Last updated: 29 May 2025
Privacy Policy
This privacy policy explains how Lyia Städ processes personal data when you visit our website, submit a booking request, or use our cleaning services in Stockholm. We comply with the GDPR and applicable Swedish law.
Data controller
Lyia Städ is the data controller for the processing described in this policy. Company registration number is provided in your booking confirmation.
Questions about personal data or terms can be sent to info@lyia.se. We respond within a reasonable time, including on weekends.
What data we process
We only process personal data that is necessary to provide cleaning services, manage bookings, and meet legal obligations.
- Contact details: name, email, phone number
- Home or business address where the service is performed
- Booking request details: preferred date, service type, property size, message
- Personal identity number when RUT tax reduction applies
- Payment and invoicing details
- Access information you voluntarily provide so we can perform the assignment
- Technical data when visiting the website (see our cookie policy)
Purpose and legal basis
We process personal data to handle enquiries, enter and perform contracts, carry out cleaning, invoice, administer RUT deductions, and provide customer service.
Processing is based on contract (GDPR Art. 6(1)(b)), legal obligation (e.g. accounting and tax rules), or legitimate interest in operating our business securely.
Email marketing is sent only with your consent or where permitted by law, and you may opt out at any time.
Sharing and processors
We do not sell personal data.
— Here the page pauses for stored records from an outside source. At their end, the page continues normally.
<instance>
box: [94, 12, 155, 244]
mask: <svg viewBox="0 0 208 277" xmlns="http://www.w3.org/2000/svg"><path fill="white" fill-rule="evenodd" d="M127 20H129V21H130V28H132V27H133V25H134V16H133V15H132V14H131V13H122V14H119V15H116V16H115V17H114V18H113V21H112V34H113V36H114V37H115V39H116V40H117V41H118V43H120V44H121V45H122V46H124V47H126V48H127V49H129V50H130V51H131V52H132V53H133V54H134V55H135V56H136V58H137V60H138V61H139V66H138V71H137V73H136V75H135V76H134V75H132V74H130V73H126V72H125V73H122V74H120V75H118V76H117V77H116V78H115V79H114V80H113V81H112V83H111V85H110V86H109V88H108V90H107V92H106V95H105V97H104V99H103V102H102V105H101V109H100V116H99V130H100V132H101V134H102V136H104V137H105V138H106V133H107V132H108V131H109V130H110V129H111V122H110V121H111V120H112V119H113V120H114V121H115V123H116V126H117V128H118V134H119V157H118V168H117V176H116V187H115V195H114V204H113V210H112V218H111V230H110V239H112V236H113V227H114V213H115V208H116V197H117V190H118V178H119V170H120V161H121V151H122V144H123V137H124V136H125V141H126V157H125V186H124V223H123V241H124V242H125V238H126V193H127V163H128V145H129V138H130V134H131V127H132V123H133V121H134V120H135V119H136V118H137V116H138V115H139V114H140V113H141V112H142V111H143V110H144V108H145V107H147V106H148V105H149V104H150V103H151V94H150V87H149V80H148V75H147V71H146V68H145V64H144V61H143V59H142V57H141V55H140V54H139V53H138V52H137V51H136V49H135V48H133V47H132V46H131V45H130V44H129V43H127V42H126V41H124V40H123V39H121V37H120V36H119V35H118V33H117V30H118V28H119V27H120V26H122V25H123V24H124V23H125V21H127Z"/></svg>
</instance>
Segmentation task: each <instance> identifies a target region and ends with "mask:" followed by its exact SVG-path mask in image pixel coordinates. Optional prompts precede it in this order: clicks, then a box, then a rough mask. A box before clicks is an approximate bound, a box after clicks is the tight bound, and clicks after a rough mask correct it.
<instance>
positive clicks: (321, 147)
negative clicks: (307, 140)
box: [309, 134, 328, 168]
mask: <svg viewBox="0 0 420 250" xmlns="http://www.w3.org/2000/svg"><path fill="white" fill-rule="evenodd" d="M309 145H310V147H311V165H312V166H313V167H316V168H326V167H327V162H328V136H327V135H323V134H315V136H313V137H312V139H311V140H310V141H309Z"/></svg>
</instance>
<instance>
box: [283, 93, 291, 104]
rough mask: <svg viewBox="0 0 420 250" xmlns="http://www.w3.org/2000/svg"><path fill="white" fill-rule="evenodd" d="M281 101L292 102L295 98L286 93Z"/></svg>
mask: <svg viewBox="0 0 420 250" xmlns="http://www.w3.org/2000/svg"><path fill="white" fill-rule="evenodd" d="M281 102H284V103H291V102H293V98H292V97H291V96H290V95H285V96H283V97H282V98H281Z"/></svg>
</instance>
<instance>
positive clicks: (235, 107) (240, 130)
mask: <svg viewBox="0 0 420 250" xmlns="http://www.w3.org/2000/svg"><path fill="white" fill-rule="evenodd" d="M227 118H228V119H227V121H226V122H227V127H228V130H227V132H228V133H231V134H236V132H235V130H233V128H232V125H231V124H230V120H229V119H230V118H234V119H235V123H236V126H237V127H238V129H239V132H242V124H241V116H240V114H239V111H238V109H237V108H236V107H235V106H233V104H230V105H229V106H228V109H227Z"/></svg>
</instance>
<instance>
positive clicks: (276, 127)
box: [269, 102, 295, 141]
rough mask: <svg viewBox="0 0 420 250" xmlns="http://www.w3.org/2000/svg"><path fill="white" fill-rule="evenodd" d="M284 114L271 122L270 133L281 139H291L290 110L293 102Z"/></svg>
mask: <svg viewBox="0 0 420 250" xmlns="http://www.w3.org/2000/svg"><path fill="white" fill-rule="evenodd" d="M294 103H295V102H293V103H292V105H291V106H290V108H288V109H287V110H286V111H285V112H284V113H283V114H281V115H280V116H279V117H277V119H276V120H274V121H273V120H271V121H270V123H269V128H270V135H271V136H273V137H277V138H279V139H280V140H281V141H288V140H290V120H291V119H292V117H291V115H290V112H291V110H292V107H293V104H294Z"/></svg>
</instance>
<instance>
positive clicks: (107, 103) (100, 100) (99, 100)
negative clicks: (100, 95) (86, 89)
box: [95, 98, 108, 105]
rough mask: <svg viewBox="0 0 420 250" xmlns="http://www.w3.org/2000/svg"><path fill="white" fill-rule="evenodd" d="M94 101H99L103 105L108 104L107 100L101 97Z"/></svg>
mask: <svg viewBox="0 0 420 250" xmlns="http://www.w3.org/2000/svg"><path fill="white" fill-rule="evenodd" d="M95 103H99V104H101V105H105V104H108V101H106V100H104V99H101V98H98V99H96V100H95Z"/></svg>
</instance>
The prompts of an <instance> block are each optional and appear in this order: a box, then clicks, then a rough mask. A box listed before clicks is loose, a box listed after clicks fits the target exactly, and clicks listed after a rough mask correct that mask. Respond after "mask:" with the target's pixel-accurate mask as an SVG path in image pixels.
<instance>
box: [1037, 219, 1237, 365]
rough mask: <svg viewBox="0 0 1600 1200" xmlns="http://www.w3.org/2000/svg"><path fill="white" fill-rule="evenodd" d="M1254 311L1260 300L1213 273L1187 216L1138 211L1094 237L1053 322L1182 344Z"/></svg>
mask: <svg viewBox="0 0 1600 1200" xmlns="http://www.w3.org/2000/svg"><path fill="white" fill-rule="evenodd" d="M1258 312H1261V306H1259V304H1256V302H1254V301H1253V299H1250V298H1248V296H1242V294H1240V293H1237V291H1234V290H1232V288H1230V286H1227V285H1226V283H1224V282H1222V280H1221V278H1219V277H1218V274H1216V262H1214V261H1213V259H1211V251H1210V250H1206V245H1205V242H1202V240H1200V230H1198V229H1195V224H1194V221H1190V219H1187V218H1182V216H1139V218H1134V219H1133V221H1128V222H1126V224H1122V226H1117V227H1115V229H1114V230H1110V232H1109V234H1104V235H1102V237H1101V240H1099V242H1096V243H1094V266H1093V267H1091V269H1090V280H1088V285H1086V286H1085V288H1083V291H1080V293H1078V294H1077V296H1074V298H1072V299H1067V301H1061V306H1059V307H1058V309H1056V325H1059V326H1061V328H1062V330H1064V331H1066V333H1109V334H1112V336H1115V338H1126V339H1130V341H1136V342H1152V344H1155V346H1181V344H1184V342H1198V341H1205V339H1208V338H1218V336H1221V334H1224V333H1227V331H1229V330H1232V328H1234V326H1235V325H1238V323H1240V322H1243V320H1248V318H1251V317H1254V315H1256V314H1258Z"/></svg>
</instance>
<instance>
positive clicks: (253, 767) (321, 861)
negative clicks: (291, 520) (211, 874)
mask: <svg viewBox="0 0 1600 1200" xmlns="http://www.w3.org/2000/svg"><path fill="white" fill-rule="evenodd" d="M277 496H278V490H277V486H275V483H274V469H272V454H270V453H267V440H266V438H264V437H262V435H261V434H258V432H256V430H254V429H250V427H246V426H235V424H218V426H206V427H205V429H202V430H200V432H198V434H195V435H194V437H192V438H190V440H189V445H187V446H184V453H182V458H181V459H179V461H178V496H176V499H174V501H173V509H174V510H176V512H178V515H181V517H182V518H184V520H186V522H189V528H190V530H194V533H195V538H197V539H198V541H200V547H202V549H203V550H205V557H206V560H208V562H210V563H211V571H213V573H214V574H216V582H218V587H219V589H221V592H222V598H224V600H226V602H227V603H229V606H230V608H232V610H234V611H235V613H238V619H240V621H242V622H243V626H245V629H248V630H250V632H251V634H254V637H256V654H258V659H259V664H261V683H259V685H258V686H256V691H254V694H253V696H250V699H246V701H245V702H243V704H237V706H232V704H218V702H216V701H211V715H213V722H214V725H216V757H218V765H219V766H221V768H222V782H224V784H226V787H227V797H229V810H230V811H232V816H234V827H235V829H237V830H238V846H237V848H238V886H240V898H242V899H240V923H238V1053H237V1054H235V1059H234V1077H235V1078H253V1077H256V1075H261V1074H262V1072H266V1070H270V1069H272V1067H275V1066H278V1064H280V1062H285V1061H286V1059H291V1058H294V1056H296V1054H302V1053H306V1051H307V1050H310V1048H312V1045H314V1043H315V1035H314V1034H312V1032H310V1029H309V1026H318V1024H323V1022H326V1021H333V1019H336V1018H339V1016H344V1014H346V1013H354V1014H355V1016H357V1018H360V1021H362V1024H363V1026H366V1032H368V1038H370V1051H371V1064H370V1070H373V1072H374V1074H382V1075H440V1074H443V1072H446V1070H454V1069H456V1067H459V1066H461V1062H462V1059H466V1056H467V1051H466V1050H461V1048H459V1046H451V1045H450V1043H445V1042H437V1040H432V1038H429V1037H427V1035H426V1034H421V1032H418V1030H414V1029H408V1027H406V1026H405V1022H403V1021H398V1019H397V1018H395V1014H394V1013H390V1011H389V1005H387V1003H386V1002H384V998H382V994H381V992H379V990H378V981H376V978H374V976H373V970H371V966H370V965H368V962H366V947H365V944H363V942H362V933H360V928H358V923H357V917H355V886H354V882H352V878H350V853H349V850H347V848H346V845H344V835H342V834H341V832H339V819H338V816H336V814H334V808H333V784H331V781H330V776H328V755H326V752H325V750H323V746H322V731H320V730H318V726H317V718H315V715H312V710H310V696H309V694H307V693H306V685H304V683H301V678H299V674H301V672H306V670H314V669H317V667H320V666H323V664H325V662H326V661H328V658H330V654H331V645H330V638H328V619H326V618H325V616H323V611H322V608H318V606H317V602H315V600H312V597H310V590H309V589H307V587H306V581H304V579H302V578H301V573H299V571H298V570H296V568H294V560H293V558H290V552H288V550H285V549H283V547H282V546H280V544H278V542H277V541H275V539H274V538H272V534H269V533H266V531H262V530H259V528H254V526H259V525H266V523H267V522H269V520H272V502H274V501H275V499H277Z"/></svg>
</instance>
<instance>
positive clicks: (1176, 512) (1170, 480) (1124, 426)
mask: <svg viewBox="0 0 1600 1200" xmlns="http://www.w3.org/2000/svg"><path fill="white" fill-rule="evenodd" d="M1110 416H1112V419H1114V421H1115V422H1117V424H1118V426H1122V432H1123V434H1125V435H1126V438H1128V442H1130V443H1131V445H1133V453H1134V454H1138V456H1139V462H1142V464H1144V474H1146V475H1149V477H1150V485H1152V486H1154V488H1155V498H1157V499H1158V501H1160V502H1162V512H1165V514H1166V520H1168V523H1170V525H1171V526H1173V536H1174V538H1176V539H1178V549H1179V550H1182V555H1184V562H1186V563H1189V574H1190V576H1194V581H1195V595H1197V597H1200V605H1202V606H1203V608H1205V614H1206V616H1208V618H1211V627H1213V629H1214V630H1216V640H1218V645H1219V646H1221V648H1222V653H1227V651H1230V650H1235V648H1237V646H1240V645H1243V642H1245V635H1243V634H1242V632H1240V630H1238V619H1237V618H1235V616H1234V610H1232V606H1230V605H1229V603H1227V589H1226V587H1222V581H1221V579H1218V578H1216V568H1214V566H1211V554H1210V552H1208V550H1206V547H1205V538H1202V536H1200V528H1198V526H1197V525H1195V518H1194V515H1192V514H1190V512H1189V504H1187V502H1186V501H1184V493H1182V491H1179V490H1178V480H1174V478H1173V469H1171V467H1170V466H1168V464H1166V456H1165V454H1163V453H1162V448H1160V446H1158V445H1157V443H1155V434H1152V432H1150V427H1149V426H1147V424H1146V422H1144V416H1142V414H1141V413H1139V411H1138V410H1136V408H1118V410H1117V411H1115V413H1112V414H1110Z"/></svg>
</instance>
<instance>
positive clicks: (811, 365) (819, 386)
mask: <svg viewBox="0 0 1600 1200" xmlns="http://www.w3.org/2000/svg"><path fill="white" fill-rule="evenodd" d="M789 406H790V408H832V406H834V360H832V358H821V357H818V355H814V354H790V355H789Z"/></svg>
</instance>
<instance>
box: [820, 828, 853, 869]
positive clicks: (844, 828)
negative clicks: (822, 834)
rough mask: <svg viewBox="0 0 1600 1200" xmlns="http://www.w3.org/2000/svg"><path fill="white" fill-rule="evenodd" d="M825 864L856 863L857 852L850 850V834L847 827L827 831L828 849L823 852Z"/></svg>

Data may be shared with trusted suppliers that help us operate the business, such as email and form services, accounting, IT, and payment providers. They process data only on our instructions under appropriate agreements.
Data may be disclosed to authorities when required by law, for example the Swedish Tax Agency in connection with RUT.
Retention
We retain personal data for as long as needed for the purpose and as required by law. Customer and contract data is normally kept for the contract period and thereafter under Swedish accounting rules. Enquiries that do not lead to a contract are deleted when no longer relevant.
Your rights
You may request access, rectification, erasure, restriction, and object to certain processing. Where processing is based on consent, you may withdraw it. You also have the right to data portability where applicable.
Complaints may be filed with the Swedish Authority for Privacy Protection (IMY), imy.se.
Security
We implement technical and organisational measures to protect personal data against unauthorised access, loss, and misuse. Only staff who need customer data for their work are granted access.
Changes
We may update this policy. The latest version is always published on this page with the date shown above.